Twitch, Pokémon Company Team Up for Movie/TV Marathons

Twitch and The Pokémon Company International are joining forces to offer “Pokémon: The Series,” featuring 16 movies and 19 television seasons comprised of 932 episodes. Twitch plans to livestream the marathons — the longest program-related viewing event it has ever streamed — in several blocks, beginning August 27 and running into 2019. The two companies first partnered on the “Twitch Plays Pokémon” social experiment in 2014. The marathons will help market the Nintendo “Pokémon” games slated to debut this fall.

VentureBeat reports that, “the viewing event begins with the first season, ‘Pokémon: Indigo League’, on August 27 at 10:00 a.m. Pacific time for Twitch audiences in U.S., Canada, Europe, Latin America, and Australia” on the TwitchPresents channel, dubbed in French, German, Spanish, Italian and Brazilian Portugese on its companion channels.

An Extensions overlay, “Twitch Presents: Pokémon Badge Collector,” will allow viewers to collect virtual Pokémon badges “that appear on-screen for points that place them on a leaderboard.”

“The Twitch community has a passion for ‘Pokémon’ based on the warm embrace the series received when we celebrated the brand’s 20th anniversary, as well as the cultural milestone that was set when over a hundred thousand Twitch members played ‘Pokémon’ together,” said Twitch director of business development Jane Weedon, who added the viewing event “marks our most ambitious block of animated programming to date in terms of duration and content.”

The Pokémon Company senior director of consumer marketing J.C. Smith added that, “the animation provides a breadth of engaging content for the community as they learn more about ‘Pokémon’.”

TechCrunch reports that previous Twitch “retro binge watch fests” focused on old shows like “Bob Ross,” “Julia Child,” “Mister Rogers,” “SNL,” and most recently, “Knight Rider.” This is the second time Twitch offered an interactive element, the first being a “watch and win” extension during a “Doctor Who” broadcast, which “focused on collecting contest entries.”
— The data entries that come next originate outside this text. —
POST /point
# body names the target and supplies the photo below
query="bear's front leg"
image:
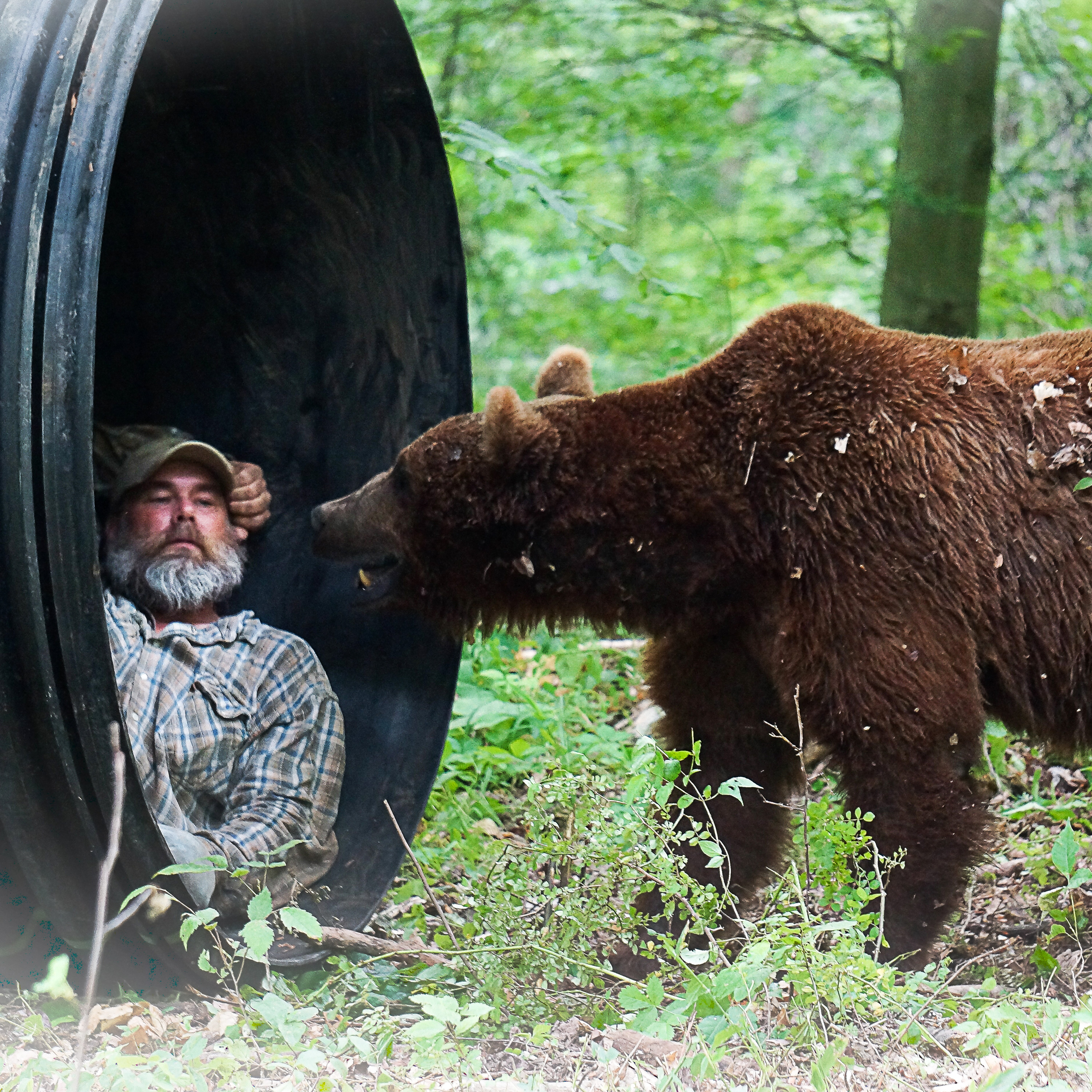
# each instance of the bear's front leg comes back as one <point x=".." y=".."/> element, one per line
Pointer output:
<point x="713" y="693"/>
<point x="923" y="806"/>
<point x="899" y="705"/>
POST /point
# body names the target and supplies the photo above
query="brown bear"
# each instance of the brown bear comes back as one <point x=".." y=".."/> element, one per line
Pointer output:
<point x="886" y="520"/>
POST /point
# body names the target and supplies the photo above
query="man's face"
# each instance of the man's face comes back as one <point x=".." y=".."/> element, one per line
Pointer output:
<point x="181" y="511"/>
<point x="171" y="545"/>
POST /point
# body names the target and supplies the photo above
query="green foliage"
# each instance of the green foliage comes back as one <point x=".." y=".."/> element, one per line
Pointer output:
<point x="644" y="179"/>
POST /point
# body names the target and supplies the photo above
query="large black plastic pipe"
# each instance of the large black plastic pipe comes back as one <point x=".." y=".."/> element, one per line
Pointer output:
<point x="236" y="219"/>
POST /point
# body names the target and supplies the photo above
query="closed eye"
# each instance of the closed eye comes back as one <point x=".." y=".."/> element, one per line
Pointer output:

The event is taking place, says TechCrunch, as Twitch seeks a broader audience, “wooing creatives like vloggers, cooks, artists, and others to come to its site, instead of only broadcasting on YouTube.” According to Bloomberg, “Two of the fastest-growing genres on Twitch are livestreams of TV shows and ‘IRL,’ or in real life, videos — where posters welcome fans into their world for a few hours at a time. IRL videos are an unedited version of the video blog, or vlog, one of the dominant genres on YouTube.”

Twitch stated this livestream is “appropriate for fans 13 and up — which means it could attract those whose first real exposure to ‘Pokémon’ was the mobile game that went viral following its launch in 2016.”